Arti kata rekayasa dalam Kamus Besar Bahasa Indonesia (KBBI) adalah re.ka.ya.sa [n] (1) penerapan kaidah-kaidah ilmu dl pelaksanaan (spt perancangan, pembuatan konstruksi, serta pengoperasian kerangka, peralatan, dan sistem yg ekonomis dan efisien); rencana jahat atau persekongkolan untuk merugikan dsb pihak lain: ia menjadi terdakwa krn — yg dilakukan tetangganya[1].
Menurut Kamus Besar Bahasa Indonesia (KBBI), arti kata teknik adalah pengetahuan dan kepandaian membuat sesuatu yang berkenaan dengan hasil industri (bangunan, mesin). Contoh: Sekolah teknik, ahli teknik. Arti lainnya dari teknik adalah cara (kepandaian dan sebagainya) membuat atau melakukan sesuatu yang berhubungan dengan seni[2].
Menurut sejarahnya, banyak para ahli yang meyakini kemampuan rekayasa manusia sudah tertanam secara "alami". Hal ini ditandai dengan kemampuan manusia purba untuk membuat peralatan peralatan dari batu. Dengan kata lain teknik pada mulanya didasari dengan trial and error untuk menciptakan alat untuk mempermudah kehidupan manusia. Seiring dengan berjalannya waktu, ilmu pengetahuan mulai berkembang, dan mulai mengubah cara pandang manusia terhadap bagaimana alam bekerja.
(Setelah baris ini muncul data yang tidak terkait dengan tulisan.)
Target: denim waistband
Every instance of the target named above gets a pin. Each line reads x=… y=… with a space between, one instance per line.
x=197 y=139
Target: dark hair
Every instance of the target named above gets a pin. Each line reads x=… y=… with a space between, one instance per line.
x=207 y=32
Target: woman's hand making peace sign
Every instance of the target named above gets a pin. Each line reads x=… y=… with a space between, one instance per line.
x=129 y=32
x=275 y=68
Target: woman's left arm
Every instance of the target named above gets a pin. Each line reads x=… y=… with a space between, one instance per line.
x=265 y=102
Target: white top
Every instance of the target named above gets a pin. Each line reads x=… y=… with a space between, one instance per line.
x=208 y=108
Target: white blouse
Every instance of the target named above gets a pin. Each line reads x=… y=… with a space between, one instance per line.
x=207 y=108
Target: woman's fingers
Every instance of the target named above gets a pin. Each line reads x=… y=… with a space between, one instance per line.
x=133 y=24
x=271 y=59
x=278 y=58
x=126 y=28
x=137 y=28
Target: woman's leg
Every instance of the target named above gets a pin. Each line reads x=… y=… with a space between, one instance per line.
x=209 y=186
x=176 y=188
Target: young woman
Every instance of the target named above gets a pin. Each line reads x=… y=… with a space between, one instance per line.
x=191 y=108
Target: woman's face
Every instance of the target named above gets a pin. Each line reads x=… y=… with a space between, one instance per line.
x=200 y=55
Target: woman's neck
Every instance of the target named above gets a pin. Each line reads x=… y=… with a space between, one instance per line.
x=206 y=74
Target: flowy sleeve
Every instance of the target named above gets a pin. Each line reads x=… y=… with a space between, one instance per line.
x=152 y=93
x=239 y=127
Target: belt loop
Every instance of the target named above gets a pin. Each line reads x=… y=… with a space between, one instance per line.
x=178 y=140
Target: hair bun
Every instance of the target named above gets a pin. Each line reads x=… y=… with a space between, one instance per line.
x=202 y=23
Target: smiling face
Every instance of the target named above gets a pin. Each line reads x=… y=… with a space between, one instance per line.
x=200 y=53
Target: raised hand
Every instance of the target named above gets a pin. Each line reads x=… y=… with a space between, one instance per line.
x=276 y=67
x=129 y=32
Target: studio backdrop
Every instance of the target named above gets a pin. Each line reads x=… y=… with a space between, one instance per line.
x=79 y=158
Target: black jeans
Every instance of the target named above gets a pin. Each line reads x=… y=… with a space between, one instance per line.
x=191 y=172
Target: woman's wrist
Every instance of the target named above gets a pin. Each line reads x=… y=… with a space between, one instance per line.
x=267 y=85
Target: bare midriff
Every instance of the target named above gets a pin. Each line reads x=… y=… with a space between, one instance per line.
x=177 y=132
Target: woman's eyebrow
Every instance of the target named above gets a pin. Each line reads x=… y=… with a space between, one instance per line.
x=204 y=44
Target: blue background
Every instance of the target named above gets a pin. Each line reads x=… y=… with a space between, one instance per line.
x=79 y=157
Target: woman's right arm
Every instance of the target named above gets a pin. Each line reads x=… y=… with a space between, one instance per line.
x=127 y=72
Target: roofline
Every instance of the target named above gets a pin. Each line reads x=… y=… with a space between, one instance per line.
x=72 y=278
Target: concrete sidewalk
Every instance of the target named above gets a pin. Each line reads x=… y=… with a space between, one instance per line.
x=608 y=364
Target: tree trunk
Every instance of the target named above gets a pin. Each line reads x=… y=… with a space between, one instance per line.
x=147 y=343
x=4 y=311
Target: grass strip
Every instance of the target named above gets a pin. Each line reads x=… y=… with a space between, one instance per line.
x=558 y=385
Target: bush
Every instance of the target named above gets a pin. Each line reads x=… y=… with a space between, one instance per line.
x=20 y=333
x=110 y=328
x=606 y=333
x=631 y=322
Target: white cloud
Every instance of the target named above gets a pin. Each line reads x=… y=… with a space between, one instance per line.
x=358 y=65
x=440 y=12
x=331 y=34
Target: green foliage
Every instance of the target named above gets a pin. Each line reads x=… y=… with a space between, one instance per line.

Perkembangan ilmu pengetahuan ini lah yang kemudian mengubah cara teknik bekerja hingga seperti sekarang ini. Orang tidak lagi begitu mengandalkan trial and error dalam menciptakan atau mendesain peralatan, melainkan lebih mengutamakan ilmu pengetahuan sebagai dasar dalam mendesain.
Abad Teknik suatu Keharusan Sejarah
Apa pun yang terjadi, disebabkan oleh dinamika
internal Teknikalisme, sekali suatu Abad Teknik tersembulkan di suatu
tempat, tidaklah mungkin lagi bagi tempat lain untuk juga menyembulkannya.
Dikarenakan efek teknikalisasi yang melanda dunia dengan cepat, tempat-tempat
lain tersebut hanya bisa menolak, atau menerima dan mengasimilasinya.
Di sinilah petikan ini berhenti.